Qi Gong has its roots in Traditional Chinese Medicine, ancient Chinese philosophy and martial arts.
Qigong practice involves moving meditation exercises, coordinating slow flowing movements and deep rhythmic breathing, this produces a calm meditative state of mind.
Qigong is now practiced worldwide for recreation, exercise and relaxation, as well as training for martial arts.
At Cinnabar Fields we may offer to teach you some gentle movements that you can practice yourself at home in order to enhance the benefits to your treatments and your general wellbeing.
TRIGGER POINT MASSAGE
A trigger point is a tight area within muscle tissue that causes pain not only at the site of the problem, but referred pain in other parts of the body. The pain may be experienced as sharp and intense or a dull ache. Trigger points can also cause tingling, numbness, shooting sensations and various other discomforts.
Trigger point massage alleviates the source of the pain through cycles of isolated pressure and release. This relaxes and breaks down the constricted muscle fibres so that they may repair properly. In this type of massage the patient actively participates through deep breathing as well as identifying the exact location and intensity of the discomfort.
TUI NA MASSAGE
Tui Na is a form of massage and acupressure using the principles of Traditional Chinese Medicine.

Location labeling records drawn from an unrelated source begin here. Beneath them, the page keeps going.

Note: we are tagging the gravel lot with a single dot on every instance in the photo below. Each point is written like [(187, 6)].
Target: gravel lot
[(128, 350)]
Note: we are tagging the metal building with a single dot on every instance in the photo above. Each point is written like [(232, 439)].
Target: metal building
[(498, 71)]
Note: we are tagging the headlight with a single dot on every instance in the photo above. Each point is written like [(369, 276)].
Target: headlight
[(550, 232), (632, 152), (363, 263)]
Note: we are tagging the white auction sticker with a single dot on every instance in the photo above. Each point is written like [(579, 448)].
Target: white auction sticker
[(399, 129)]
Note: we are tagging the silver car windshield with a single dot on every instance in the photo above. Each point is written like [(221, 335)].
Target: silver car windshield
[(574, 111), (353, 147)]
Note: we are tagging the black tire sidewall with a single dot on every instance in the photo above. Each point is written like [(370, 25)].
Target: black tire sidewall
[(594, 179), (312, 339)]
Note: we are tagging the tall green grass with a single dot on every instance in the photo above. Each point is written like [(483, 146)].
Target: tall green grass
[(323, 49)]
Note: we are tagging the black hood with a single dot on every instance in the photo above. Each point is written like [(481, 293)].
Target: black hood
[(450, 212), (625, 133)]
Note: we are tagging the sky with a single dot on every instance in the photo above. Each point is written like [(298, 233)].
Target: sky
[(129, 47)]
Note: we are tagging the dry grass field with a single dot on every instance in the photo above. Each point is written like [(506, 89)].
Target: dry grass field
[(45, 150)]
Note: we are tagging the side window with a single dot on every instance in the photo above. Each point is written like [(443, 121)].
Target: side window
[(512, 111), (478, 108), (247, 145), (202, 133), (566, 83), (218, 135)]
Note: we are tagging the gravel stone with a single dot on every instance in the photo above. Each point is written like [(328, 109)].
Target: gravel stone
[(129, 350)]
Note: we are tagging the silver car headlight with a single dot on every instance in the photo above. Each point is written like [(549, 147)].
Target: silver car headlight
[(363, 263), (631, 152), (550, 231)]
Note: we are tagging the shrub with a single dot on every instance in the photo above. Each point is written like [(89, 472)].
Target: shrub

During this hands-on body treatment the practitioner may use brushing, kneading, rolling, pressing, and rubbing techniques, either lightly or firmly.
The name comes from two of the actions: tui means "to push" and na means "to lift and squeeze."
Sometimes called ‘coining, spooning or scraping’, Gua sha is a Traditional Chinese treatment in which the skin is pressed, stroked and scraped with a rounded instrument. The repeated pressured strokes used in this form of massage will intentionally produce ‘transitory petechiae’ or light bruising. This removes fluid, blood and energy stagnation which is thought to be the cause of pain.